Zappa and his cohorts had no such thing in mind, though. From the beginning, Zappa composed and recorded original material that took a deeply sardonic overview of American pop culture. Partially due to a vice squad frame-up that caused him to be arrested on ‘conspiracy’ charges, Zappa held a deeply cynical view of society. It was easy to categorize ‘straights’ who ran things as conformist posers, but the freaks behaved more or less identically, only with different parameters! The alternative ‘drug culture’ that was fomenting in California wrapped itself up in its own cocoon of norms and expectations.
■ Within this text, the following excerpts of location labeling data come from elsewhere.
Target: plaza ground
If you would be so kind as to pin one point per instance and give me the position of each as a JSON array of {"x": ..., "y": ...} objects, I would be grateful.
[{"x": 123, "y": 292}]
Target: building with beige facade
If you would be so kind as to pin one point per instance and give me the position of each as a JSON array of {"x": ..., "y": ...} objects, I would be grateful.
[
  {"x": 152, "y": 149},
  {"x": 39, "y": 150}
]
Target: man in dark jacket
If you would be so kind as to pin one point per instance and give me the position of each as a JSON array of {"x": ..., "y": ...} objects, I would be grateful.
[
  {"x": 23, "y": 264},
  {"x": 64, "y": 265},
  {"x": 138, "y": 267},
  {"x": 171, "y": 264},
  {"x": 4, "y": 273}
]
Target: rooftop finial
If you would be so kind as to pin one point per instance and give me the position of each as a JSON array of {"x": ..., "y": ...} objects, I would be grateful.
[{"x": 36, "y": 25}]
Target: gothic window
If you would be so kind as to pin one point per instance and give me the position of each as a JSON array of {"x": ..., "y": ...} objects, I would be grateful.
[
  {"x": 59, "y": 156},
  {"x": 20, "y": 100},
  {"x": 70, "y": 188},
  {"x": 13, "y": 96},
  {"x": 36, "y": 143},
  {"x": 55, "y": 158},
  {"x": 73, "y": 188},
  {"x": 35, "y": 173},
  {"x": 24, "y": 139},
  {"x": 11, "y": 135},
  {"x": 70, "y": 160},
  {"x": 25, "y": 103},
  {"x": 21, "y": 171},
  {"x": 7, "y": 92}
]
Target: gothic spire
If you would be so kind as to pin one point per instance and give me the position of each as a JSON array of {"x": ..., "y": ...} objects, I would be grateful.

Zappa did not so much celebrate the cultural divide as much as become a wry observer. “Hungry Freaks, Daddy” and “Who Are the Brain Police?” sound incredibly anti-establishment – and of course, they are – but they are also elaborate collages that poke fun at the de jour hippies, too.
Listeners from either side of the spectrum often missed the point entirely and misconstrued the whole album as elaborate ‘drug music.’ Zappa despised drugs, but saw himself surrounded by ‘freak’ culture. Far from being a proponent for this cause, Zappa utilized his creativity to critique both sides of the fence. “Freak Out” isn’t drug influenced, but rather an intuitive and deliberately artful observation on the absurd nature of drug culture, in a society too square to acknowledge it. Zappa expanded the band’s sound with orchestral arrangements, combining elements of doo-wop, dada, and rock music into an amalgam that was destined to fail commercially, but eventually recognized as a cornerstone of counterculture observation. Some of it is dense and difficult, particularly the extended pieces that make up much of the album’s second half, and a lot of it does not gel like a ‘normal,’ cohesive set of songs, but that was Zappa’s point. The Mothers were not designed to kowtow to the mainstream, but to rub against it while simultaneously out-freaking the freaks. He succeeded gloriously.